Viste le previsioni del tempo e le indicazione dei picchi di marea, la scelta migliore sarebbe stata di rimanere a casa. Difatti le condizioni per il surfcasting erano praticamente inesistenti, solo che non poteva mancare l’uscita di routine della settimana. Di conseguenza ho deciso di recarmi a Santa Severa per provare ad insidiare qualche pesce nella zona mista, cioè sabbia e scogli. Qui il fondale degrada abbastanza rapidamente e la presenza degli scogli crea le condizioni per fare un buona pescata anche con il mare “forza olio”. Arrivati sulla spiaggia insieme ad i miei compagni di avventura, ho scelto la mia postazione in prossimità di una lingua di scogli a pelo d’acqua perpendicolare all’arenile, che si addentrava per una quindicina di metri nel mare. Consapevole della presenza degli scogli, ho deciso di usare il seguente complesso pescante: monofilo del 0,40 diretto con due girelline per i terminali, piombo anti incaglio legato alla girella con moschettone attraverso un filo dell’ 0,25, cosicché in caso di incaglio sarei riuscito comunque a riportare a riva la preda. Come terminale ho scelto un ottimo fluorocarbon dell’0,25 creando un bracciolo di circa un metro con amo di tipo beack dell’ 8. Ho montato su i due terminali dei flotter fosforescenti dato che il mare prometteva pesci a galla ma la Luna era oscurata dalle nuvole. La scelta di terminali, con diametro abbastanza grande, è stata fatta sempre in funzione degli scogli cosicché potevo forzare la preda attraverso un recupero più veloce evitando di fatto che il piombo strusciasse troppo sul fondale.

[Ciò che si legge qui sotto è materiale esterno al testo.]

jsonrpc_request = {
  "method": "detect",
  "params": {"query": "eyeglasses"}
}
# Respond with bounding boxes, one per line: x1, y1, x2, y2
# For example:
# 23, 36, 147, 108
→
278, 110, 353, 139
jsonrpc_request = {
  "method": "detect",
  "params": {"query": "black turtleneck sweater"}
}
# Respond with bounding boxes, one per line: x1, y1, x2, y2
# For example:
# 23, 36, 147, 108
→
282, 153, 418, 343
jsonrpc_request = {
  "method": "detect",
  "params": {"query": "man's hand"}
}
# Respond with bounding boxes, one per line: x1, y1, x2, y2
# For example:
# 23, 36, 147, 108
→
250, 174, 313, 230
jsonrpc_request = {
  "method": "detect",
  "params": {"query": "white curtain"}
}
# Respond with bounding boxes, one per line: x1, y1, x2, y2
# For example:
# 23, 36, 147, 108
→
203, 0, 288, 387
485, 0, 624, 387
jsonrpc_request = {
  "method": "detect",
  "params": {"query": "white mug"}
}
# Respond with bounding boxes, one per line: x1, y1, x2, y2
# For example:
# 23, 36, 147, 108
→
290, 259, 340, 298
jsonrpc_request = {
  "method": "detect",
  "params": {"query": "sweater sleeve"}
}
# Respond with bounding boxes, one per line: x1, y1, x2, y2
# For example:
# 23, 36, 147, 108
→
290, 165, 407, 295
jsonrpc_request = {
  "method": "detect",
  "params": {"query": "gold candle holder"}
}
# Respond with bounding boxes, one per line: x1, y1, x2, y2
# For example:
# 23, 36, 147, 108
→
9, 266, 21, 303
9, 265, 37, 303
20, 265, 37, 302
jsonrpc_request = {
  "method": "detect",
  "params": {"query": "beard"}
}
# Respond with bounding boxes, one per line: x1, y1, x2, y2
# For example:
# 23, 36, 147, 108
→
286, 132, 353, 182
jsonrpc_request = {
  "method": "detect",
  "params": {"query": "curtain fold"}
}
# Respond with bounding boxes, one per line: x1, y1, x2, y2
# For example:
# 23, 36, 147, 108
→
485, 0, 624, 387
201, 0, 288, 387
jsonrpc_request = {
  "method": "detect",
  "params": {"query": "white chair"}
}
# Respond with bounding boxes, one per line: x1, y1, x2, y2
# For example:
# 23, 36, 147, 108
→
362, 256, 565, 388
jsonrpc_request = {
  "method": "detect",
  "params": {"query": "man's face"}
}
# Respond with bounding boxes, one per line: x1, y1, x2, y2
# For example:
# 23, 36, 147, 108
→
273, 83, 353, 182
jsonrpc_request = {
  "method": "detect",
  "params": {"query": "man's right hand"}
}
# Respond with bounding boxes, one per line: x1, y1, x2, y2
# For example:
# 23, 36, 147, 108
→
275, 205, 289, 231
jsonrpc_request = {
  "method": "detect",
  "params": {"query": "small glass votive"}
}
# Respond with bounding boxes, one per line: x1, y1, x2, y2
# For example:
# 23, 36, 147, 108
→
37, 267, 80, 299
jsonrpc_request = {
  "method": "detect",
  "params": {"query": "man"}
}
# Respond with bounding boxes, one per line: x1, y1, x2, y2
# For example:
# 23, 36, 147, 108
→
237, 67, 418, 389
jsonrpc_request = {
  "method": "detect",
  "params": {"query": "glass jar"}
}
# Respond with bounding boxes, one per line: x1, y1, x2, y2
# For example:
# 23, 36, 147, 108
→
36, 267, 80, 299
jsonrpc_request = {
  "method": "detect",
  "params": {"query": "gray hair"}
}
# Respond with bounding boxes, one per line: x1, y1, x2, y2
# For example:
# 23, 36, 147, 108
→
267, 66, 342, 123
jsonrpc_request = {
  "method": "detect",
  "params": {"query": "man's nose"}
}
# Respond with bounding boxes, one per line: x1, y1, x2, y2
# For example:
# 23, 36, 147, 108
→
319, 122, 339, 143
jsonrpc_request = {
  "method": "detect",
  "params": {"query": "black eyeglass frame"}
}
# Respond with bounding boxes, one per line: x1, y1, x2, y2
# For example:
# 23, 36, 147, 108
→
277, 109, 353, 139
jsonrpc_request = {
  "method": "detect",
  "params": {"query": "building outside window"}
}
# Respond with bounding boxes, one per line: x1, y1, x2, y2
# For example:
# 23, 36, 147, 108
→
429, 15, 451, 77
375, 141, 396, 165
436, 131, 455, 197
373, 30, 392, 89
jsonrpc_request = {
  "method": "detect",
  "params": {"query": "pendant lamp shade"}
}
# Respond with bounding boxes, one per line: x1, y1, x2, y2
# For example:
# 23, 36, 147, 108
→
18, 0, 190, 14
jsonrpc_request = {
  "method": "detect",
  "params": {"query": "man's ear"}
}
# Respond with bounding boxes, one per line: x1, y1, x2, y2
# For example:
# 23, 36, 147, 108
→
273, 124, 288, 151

Ho iniziato a pescare un mezz’ora prima del tramonto, proprio nel picco di alta marea, di fatti le prime tocche sono subito arrivate e una bella occhiata è finita nel mio secchio dopo aver attaccato il mio koreano. Con l’arrivare della notte e con il mare che si ritirava sempre di più, le toccate erano meno frequenti e solo un grongo in tarda serata ha fatto flettere pesantemente il cimino della mia canna.
Comunque ho chiuso la mia serata portando a casa 4 occhiate, un piccolo sarago morto prima che riuscissi a liberarlo, e un grongo.  Sicuramente con un cielo limpido e la maree crescente sarebbe andata molto meglio, ma alla fine ci siamo divertiti passando una bella serata tra amici legati da una forte passione: il surfcasting.